Ehemaliger Bürgermeister von Hidalgo wegen Umleitung von Millionen verhaftet

Ein komplettes rotes Fantasma des Unternehmens zerstörte die öffentlichen Bereiche während der Notaufnahme, gefolgt von den Ermittlungen.

Inhaftierung wegen angeblicher Veruntreuung öffentlicher Gelder

Am 24. Oktober erfolgte die Verhaftung von Marcos N, der als Bürgermeister der Gemeinde Singuilucan im Bundesstaat Hidalgo fungierte. Die Verhaftung basiert auf seiner mutmaßlichen Beteiligung an der Umleitung von 126 Millionen Pesos, einer Operation, die Teil einer größeren Untersuchung ist, die als „Sinister Scam“-Plan bekannt ist. Als unmittelbare Konsequenz leiteten die Ministerialbehörden zwei Ermittlungsakten gegen ihn wegen der Straftaten unerlaubter Machtausnutzung und Nichteinhaltung einer verschärften gesetzlichen Pflicht ein, Rechtsbegriffe, die zur Anwendung kommen, wenn ein Beamter seine Stellung ausnutzt, um Unregelmäßigkeiten zu begehen.

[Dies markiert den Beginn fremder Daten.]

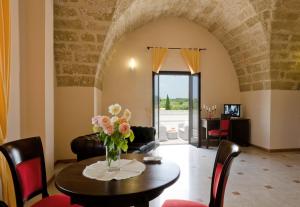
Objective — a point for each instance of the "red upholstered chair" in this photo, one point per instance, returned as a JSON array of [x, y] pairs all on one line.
[[223, 131], [26, 161], [226, 153]]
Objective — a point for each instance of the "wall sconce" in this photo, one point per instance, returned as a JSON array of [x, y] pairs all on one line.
[[132, 64]]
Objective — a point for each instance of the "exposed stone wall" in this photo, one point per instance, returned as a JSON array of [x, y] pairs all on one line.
[[239, 25], [80, 27], [261, 36], [285, 45]]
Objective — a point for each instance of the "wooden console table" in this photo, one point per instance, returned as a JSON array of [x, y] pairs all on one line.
[[239, 129]]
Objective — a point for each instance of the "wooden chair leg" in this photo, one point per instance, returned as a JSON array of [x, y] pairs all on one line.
[[207, 143]]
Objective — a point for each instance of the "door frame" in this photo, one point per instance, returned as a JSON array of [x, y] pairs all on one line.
[[199, 143], [190, 87]]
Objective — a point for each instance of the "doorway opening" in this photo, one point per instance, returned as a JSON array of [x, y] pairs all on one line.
[[176, 101]]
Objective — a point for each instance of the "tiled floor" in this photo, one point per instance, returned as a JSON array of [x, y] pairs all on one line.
[[257, 178]]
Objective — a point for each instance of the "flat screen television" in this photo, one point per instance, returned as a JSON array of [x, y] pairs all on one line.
[[234, 110]]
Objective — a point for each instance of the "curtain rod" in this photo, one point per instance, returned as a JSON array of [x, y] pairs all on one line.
[[178, 48]]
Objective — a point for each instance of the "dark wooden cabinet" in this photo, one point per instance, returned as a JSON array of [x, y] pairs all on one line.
[[239, 129]]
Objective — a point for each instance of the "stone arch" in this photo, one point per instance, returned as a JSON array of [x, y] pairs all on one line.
[[237, 24]]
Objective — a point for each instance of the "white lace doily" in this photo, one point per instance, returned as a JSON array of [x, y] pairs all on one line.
[[128, 169]]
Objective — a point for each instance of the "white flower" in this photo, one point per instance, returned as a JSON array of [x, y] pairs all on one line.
[[127, 114], [114, 109], [114, 119]]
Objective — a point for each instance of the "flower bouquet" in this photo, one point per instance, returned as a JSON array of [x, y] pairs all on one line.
[[114, 132]]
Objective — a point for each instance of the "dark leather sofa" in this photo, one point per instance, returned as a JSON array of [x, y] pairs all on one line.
[[89, 146]]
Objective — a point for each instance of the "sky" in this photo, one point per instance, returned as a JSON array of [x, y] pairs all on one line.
[[176, 86]]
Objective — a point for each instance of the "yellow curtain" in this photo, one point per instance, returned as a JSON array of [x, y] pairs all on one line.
[[6, 179], [158, 56], [192, 59]]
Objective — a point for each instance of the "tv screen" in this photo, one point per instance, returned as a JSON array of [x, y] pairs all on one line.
[[234, 110]]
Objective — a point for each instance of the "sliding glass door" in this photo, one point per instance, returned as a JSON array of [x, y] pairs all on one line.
[[194, 110]]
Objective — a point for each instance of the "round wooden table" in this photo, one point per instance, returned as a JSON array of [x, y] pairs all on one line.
[[136, 191]]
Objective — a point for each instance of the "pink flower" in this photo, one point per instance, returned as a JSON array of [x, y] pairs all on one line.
[[122, 120], [109, 130], [96, 120], [124, 128], [105, 121]]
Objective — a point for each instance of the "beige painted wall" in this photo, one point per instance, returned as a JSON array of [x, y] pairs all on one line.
[[133, 89], [285, 119], [49, 88], [74, 108], [97, 101], [37, 74], [256, 106]]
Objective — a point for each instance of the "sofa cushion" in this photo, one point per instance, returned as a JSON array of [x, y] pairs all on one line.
[[89, 145]]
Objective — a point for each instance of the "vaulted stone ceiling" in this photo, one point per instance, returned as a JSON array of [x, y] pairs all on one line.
[[87, 31], [80, 27]]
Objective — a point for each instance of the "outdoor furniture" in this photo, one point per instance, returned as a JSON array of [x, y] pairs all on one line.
[[136, 191], [226, 153], [163, 133], [25, 158], [88, 146], [183, 131]]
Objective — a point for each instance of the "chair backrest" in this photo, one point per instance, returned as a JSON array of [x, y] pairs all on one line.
[[26, 161], [225, 124], [227, 151], [2, 204]]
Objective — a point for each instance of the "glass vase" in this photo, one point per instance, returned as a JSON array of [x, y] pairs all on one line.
[[113, 159]]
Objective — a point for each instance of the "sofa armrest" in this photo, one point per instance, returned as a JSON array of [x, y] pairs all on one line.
[[87, 146]]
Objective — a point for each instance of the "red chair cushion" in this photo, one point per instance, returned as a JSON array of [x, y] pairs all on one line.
[[217, 133], [58, 200], [182, 203], [30, 176], [218, 172]]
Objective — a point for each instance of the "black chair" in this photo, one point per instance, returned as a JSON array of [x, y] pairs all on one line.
[[226, 153], [2, 204], [88, 146], [220, 133], [26, 161]]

Mechanismen einer komplexen kriminellen Struktur

Nach den Untersuchungen der Generalstaatsanwaltschaft des Staates Hidalgo (PGJEH) handelte es sich bei dem sogenannten „Sinister Scam“ um einen ausgeklügelten Mechanismus zur Veruntreuung öffentlicher Ressourcen. Die Methode bestand in der Umleitung staatlicher Gelder über ein Netzwerk von Schein- oder Geisterfirmen, juristischen Personen, die speziell zur Simulation kommerzieller Operationen gegründet wurden. Diese Unternehmen stellten elektronische Rechnungen und Steuerdokumente für Dienstleistungen und Infrastrukturarbeiten aus, die nie ausgeführt wurden, und erweckten so den Anschein der Legalität des illegalen Kapitalflusses. Die finanzforensische Analyse hat es uns ermöglicht, festzustellen, dass durch dieses Netzwerk der systemischen Korruption weltweit ein Betrag von über 520 Millionen Pesos abgezweigt wurde. Die kriminelle Infrastruktur operierte in mindestens 13 Gemeinden und zwei Sekretariaten der Hidalgo-Regierung, einem Zeitraum, der entscheidend mit der Covid-19-Pandemie zusammenfiel, die die sozialen Auswirkungen des Ereignisses dadurch verschärfte, dass die für die Bewältigung eines Gesundheitsnotstands vorgesehenen Ressourcen abgezogen wurden.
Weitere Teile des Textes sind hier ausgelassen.